Take the money and run. See if they are willing to defer the 18 months payout to 2021 - your 1040 will thank you!
 
Yes, for sure take the payout. Will you be considered "employed" there for the duration of the serial severance? if so, even better, gives you more time to keep the door open to future employment if you want (hides the resume gap)

As far as ER, one of the things recommended from your earlier thread was to get a firmer grip on your expenses. You seemed to be close, but not 100%. This 18 months might have pushed you over, but if not, you have a plenty of time to work on the numbers now.
 
Not sure that it is true that the "vast majority here subscribe to the 100% or bust theory"... I certainly do not. IMO 95% is plenty good.

Take the buyout.

Even though I personally subscribe to the 100% success rate, I agree with PB that it appears that the majority do accept a lower rate (more like 90-95%).

Especially, I would not work 3 more years to raise the number 5%.
 
Take it. If you factor in collecting unemployment, assuming you qualify, between that and the 18 month salary payout, you’re probably pretty close to your original 3 year plan. I’ve read often that the first buyout package is often the best. Take it!
 
You get half of your 3 years without working. That's a deal.
 
No guarantee Megacorp will keep you around for the three years. I'd take the buyout.

MegaCorp may be trying to thin the herd/overhead, so I would take the buyout now, rather than being let go next year...sounds like a good deal.
 
I have an opportunity to take a buyout at Megacorp that would give me 18 months salary plus payout all my deferred, unused, and accrued vacation. I will be 52 but can retire with a pension and have health care in retirement. No debt. No college expense for kids. I keep detailed, "real" expense records and have forecast for major purchases such as cars, roofs, etc. down the road.

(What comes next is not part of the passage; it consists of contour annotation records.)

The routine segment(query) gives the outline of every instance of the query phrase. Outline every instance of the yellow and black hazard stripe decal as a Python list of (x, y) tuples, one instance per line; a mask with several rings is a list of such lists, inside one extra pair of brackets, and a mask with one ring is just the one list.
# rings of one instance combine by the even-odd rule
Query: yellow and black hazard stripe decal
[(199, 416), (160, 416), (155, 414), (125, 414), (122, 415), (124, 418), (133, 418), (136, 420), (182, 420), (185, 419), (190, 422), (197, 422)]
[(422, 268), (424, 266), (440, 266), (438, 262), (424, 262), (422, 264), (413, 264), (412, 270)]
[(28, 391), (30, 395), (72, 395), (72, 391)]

This seems to be about as good as it gets. Check to see if your employer will challenge you collecting unemployment benefits, likely not. That would give you another few months (maybe longer depending on COVID-19) of some income and make your success rate a tad higher.

I left Mega 14 yrs ago with a situation similar to yours except I didn't have a choice. It's been great!
 
... I know that the vast majority here subscribe to the 100% or bust theory ...
I come at this from a little different angle than most.

Whatever number you get reflects a specific set of parameters evaluated against history. Here is what the FireCalc page says about the future: [FAQ] "How can FIRECalc predict future returns from past performance?" [Answer] "It can't."

So my apostate view is that 90%, 95%, and 100% are all the same number as far as looking forward is concerned.

There is an old joke about economists: "How do you know economists have a sense of humor?" "They use decimal points."

I would suggest a similar joke for retirement calculators: "How do you know that retirement calculator designers have a sense of humor?" "They deliver exact percentages."

If I were to design a calculator, my most optimistic conclusion might be delivered as "You're looking pretty good, but be prepared to adapt as your world changes." and my least optimistic might be something like: "Buddy, you're only looking good in the best of best-case future scenarios. Keep working."

:popcorn:
 
You mention you have a pension as well. The more your pension covers your expenses, the more certain I would be and the less concerned about market volatility over the next few years.


But since you were set for 3 years and are getting such a good severance (that may well not be included if there is a round of layoffs), I would say "Bye and Out"
 
Since the healthcare is covered, if you have something you'd rather do, take the leap. You have the opportunity to retire, travel, or if you want, start your own business.

If you have company stock in your 401K, you can also remove that completely as a NUA. You will pay income tax on the cost basis only. You do not pay tax on the appreciated value until you sell the stock - and at the capitol gains rate. This may save you thousands over keeping it in the 401K/rolling over to an IRA.